St. Joseph’s has Sun Ray clients in all patient exam rooms, so GPs can sit with patients and show them X-rays or draw graphs on the screen. “It allows us to focus on other things like chronic disease management,” said Wilson, adding that patients are now more engaged with their own health information.
“Organizations are justifying Sun Ray both from an IT perspective as well as an end-user perspective, being able to control the environment, being able to protect the environment, and that’s manifested in terms of greater administrative efficiency,” said Jon Erickson, senior consultant with Forrester Research, who conducted research into the economic impact of deploying Sun Ray clients. “We saw one customer reduce administrative costs by roughly 40 per cent.”
If something goes wrong in an insecure environment, restoring the data could be extremely costly. “Having a reliable, secure environment tends to drive a lot of the benefits,” said Erickson.

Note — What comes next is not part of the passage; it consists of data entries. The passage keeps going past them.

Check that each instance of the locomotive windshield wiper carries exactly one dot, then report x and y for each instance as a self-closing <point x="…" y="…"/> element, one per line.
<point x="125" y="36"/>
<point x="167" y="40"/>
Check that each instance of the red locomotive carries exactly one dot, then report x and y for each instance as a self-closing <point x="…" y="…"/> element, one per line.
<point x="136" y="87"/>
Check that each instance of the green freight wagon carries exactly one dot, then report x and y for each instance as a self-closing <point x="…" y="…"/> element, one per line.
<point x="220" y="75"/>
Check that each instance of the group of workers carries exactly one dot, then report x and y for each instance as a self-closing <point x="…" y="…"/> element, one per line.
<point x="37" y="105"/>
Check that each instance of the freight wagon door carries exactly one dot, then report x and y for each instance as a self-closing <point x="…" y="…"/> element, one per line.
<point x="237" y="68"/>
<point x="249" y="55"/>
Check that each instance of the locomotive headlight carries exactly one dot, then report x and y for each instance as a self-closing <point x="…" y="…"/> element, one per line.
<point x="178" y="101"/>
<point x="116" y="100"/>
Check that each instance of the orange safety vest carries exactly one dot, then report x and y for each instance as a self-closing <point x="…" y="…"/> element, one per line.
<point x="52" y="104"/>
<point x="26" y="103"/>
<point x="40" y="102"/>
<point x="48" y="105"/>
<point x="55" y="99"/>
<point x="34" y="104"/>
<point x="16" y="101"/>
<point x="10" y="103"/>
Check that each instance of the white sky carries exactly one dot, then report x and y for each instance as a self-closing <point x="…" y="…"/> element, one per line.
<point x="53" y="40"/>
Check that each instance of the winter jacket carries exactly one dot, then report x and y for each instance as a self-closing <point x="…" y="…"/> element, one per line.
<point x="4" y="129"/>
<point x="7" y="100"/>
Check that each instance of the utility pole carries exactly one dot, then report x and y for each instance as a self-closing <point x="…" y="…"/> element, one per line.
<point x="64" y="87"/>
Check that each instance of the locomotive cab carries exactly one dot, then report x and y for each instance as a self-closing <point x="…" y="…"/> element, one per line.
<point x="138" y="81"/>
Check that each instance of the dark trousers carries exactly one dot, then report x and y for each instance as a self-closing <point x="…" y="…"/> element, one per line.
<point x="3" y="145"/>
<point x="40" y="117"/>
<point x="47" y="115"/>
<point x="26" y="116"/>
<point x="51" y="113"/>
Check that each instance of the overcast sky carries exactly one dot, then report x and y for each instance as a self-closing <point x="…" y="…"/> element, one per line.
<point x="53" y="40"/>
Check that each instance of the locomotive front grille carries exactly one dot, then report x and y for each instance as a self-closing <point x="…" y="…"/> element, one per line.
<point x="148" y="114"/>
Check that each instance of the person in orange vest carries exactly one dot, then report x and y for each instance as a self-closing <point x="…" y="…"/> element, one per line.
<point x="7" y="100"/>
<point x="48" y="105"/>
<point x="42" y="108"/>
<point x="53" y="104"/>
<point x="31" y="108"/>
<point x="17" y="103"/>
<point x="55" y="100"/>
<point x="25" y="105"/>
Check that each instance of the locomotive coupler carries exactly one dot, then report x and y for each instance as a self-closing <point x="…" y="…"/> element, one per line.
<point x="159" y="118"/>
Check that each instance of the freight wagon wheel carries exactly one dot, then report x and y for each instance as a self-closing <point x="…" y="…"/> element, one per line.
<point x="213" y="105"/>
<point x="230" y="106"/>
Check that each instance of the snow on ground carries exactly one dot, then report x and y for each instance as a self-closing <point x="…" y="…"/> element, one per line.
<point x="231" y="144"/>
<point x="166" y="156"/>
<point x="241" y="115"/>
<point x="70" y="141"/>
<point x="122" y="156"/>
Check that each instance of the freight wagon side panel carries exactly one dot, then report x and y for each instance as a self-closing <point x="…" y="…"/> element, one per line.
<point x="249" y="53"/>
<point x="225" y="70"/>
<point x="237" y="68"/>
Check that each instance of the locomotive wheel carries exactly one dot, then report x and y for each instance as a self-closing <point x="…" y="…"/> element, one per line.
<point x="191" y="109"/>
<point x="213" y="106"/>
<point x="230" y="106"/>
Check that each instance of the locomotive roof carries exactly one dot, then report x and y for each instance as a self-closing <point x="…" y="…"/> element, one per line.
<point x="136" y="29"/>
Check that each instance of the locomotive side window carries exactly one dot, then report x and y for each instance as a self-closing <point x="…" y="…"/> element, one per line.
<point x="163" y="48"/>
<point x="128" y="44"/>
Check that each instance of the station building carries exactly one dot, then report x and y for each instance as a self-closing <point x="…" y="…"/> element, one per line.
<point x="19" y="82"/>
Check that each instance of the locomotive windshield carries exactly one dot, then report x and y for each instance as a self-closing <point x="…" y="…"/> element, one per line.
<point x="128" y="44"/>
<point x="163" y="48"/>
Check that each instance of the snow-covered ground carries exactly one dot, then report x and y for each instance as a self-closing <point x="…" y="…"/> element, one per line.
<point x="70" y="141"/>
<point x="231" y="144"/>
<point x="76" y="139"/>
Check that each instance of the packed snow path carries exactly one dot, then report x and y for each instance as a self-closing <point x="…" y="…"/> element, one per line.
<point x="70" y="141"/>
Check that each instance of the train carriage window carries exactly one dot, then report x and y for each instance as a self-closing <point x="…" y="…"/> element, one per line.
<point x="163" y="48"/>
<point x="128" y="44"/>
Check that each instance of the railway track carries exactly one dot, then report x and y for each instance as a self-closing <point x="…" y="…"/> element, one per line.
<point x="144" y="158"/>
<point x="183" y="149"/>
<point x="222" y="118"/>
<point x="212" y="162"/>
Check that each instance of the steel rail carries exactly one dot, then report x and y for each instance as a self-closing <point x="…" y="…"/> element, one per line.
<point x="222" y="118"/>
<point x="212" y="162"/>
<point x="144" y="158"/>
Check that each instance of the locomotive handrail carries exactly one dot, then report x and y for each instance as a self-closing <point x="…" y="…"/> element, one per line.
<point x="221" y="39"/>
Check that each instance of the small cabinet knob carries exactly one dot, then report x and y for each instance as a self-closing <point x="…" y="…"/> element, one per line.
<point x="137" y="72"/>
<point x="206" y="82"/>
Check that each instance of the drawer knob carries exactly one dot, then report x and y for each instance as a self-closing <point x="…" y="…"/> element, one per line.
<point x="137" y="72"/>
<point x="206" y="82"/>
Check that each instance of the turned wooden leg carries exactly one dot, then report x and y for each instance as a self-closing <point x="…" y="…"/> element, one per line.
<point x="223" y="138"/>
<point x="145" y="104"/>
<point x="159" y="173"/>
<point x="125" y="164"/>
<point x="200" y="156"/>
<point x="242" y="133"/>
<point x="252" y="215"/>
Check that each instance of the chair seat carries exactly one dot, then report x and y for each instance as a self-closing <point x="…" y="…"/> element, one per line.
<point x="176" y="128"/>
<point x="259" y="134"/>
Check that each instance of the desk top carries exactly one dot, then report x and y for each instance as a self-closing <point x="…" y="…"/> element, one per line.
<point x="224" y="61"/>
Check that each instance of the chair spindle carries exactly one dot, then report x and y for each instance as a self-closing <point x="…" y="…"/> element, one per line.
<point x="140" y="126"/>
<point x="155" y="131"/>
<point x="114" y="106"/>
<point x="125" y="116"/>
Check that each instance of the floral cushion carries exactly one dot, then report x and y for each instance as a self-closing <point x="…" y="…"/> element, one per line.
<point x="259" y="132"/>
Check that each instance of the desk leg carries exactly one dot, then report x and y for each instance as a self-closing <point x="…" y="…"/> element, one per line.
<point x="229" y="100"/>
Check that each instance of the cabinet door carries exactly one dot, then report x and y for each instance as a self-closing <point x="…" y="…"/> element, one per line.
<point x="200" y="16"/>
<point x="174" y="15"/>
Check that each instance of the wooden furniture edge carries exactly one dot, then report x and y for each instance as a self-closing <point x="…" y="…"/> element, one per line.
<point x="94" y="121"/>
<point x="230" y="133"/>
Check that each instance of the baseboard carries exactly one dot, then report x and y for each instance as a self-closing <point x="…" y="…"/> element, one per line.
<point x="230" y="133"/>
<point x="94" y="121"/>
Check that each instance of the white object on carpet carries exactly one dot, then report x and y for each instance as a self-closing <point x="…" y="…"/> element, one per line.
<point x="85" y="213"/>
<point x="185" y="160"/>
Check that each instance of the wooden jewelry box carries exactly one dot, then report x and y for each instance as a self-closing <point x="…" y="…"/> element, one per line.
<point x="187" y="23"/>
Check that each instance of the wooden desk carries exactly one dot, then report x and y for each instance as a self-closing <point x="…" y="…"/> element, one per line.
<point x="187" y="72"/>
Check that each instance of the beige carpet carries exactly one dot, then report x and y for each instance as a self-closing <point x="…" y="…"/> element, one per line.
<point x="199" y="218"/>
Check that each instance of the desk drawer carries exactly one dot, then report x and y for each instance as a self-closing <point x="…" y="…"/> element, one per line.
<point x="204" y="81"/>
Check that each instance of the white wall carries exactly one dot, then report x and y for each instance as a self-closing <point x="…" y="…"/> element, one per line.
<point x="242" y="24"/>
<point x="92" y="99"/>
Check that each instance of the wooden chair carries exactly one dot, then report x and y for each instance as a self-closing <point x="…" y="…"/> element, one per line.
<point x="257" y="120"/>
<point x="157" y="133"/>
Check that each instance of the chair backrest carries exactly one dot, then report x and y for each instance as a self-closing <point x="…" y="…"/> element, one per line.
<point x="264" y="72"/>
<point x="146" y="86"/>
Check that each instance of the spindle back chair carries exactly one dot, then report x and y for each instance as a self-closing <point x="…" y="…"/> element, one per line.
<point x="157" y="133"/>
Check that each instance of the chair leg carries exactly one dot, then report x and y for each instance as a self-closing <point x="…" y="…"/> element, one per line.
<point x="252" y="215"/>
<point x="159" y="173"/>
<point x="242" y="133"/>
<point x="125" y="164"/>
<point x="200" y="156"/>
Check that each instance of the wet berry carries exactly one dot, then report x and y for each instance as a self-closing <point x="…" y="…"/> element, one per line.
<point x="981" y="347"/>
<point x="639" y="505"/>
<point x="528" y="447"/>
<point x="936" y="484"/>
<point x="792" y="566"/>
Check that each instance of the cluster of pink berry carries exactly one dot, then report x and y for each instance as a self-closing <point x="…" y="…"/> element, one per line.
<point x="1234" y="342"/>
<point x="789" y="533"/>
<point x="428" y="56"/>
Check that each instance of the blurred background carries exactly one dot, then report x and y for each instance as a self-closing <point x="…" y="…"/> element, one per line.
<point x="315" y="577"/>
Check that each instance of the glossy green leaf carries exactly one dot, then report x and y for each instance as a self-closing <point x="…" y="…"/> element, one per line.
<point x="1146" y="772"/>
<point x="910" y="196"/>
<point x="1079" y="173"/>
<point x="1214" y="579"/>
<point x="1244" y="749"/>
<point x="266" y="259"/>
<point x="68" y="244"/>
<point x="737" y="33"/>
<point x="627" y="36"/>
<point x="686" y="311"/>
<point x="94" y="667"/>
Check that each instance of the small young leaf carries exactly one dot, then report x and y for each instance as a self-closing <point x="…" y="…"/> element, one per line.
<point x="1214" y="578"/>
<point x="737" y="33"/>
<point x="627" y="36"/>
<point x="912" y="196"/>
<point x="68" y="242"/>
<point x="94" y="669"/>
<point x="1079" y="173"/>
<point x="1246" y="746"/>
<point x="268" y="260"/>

With it comes to security, thin-client technology allows IT departments to perform more value-added tasks rather than just put out fires.
But whenever an organization is considering a migration to server-based computing, there’s a concern about adoption – because without user acceptance, the benefits of thin clients quickly disappear. Ways to mitigate that risk, said Erickson, include effective training, doing a slow adoption over time to generate interest rather than a big bang, and making sure the infrastructure is able to support the move to server-based computing.
“That’s why you’re getting organizations looking at a five-year perspective,” he said. “You want to do deployment right and start with a pilot and expand out over time.”
Sun’s Moffatt admits there’s a healthy scepticism around this technology – if it’s something that power users could take advantage of. You have to understand the user’s workload, he said, and where it makes sense, such as military, education and health-care applications. Where thin clients don’t play well is in the multimedia space, where pixels move quickly across a screen. But the OEM community is growing, he said, with three companies making Sun Ray-based laptops and Mitel producing a VoIP handset with built-in Sun Ray client.